Ticket 20468

Summary: RFE: do not immediately SIGKILL all processes in a task when the main process exits
Product: Slurm Reporter: Felix Abecassis <fabecassis>
Component: slurmstepdAssignee: Ben Glines <ben.glines>
Status: RESOLVED FIXED QA Contact:
Severity: 5 - Enhancement    
Priority: --- CC: ben.glines, bnabong, jbernauer, lyeager, tim
Version: 24.11.x   
Hardware: Linux   
OS: Linux   
Site: NVIDIA (PSLA) Slinky Site: ---
Alineos Sites: --- Atos/Eviden Sites: ---
Confidential Site: --- Coreweave sites: ---
Cray Sites: --- DS9 clusters: ---
Google sites: --- HPCnow Sites: ---
HPE Sites: --- IBM Sites: ---
NOAA SIte: --- NoveTech Sites: ---
Nvidia HWinf-CS Sites: --- OCF Sites: ---
Recursion Pharma Sites: --- SFW Sites: ---
SNIC sites: --- Tzag Elita Sites: ---
Linux Distro: --- Machine Name:
CLE Version: Version Fixed: 25.05.0rc1
Target Release: --- DevPrio: ---
Emory-Cloud Sites: ---

Description Felix Abecassis 2024-07-22 19:12:15 MDT
From what I have noticed experimentally and also by looking at the code in src/slurmctld/job_mgr.c, Slurm will immediately send a SIGKILL to all remaining processes when all the tasks on a node are considered finished. And a task is considered finished when the main PID, the one that was directly spawned by slurmstepd, exits.

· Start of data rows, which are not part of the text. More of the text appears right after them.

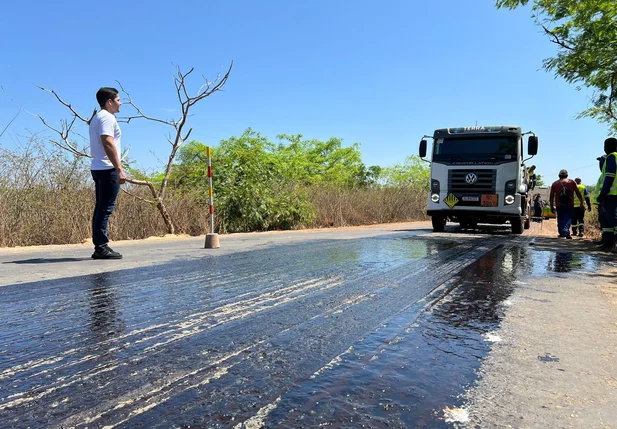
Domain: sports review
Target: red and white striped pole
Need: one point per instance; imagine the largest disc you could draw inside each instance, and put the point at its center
(212, 239)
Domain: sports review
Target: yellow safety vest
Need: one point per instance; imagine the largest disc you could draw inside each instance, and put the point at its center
(598, 188)
(577, 202)
(613, 190)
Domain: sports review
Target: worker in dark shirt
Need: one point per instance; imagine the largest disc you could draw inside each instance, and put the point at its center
(608, 196)
(578, 221)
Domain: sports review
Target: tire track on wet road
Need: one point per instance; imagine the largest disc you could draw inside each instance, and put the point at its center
(251, 312)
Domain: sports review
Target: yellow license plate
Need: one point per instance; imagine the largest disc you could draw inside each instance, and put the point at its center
(488, 200)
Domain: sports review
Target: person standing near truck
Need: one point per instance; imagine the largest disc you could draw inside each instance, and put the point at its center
(578, 221)
(106, 169)
(596, 192)
(563, 192)
(608, 195)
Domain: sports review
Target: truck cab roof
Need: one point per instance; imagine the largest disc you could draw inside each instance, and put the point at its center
(478, 131)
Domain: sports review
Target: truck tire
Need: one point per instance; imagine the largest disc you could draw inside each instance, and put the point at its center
(517, 225)
(439, 223)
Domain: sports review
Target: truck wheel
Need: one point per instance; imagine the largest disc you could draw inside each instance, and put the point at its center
(517, 225)
(439, 223)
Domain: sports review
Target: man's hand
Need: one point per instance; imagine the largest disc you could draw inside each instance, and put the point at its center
(121, 177)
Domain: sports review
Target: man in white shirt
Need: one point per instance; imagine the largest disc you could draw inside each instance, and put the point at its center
(106, 168)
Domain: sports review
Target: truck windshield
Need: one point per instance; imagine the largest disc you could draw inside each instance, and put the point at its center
(475, 149)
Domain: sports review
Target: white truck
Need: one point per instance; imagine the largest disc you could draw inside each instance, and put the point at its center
(478, 175)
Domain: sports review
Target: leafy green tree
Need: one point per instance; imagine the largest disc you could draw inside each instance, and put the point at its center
(313, 162)
(585, 32)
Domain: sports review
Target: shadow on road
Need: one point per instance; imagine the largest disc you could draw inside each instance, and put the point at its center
(47, 260)
(573, 246)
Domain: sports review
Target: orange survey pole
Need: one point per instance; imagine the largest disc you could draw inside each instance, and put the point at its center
(212, 239)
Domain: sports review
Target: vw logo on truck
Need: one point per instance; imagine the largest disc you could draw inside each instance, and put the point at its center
(478, 175)
(471, 178)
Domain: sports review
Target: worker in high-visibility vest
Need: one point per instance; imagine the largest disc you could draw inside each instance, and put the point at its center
(578, 221)
(608, 196)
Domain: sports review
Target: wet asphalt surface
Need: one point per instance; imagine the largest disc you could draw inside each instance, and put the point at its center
(380, 331)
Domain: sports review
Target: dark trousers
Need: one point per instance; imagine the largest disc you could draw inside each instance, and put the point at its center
(106, 188)
(608, 219)
(578, 221)
(564, 219)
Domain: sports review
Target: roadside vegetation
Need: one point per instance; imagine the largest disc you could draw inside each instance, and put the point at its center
(47, 197)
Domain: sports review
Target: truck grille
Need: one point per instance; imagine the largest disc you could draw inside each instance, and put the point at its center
(484, 185)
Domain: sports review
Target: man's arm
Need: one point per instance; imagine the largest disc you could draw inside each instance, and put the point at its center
(578, 194)
(110, 150)
(587, 200)
(609, 176)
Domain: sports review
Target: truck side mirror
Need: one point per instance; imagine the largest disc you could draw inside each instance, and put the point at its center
(422, 151)
(532, 145)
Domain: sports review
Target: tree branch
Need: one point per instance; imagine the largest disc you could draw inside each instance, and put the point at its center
(77, 115)
(138, 197)
(141, 114)
(556, 39)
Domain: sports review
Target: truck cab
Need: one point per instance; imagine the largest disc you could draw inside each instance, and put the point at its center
(478, 175)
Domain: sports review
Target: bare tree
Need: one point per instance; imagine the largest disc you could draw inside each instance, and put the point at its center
(175, 138)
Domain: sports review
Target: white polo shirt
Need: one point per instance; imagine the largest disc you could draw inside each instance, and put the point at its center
(103, 124)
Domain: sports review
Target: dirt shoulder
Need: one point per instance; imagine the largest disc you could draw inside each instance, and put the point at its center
(556, 363)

$ time srun bash -c 'bash -c "sleep 21 & kill -9 \$$" ; sleep 3s ; pgrep -a sleep'
/usr/bin/bash: line 1: 710924 Killed                  bash -c "sleep 21 & kill -9 \$$"
710907 sleep 100000000
710925 sleep 21

real    0m4.149s
user    0m0.003s
sys     0m0.003s

And from the slurmstepd log:
[1342.0] debug2: proctrack/cgroup: proctrack_p_signal: sending process 710925 (inherited_task) signal 9


We have a few use cases where some of the subprocesses of the task serve an important purpose (for example in a "sidecar container" type of pattern) and we would like the descendants of the task to not be terminated so forcefully, to give them a chance to cleanup and also to notify other nodes in the job that the application terminated.

There are probably a few ways to enable to this feature, for example I could think of the following:
- There could be a configuration option similar in behavior to GraceTime, but for subprocesses in a task: they would be sent SIGTERM and then SIGKILL after N seconds.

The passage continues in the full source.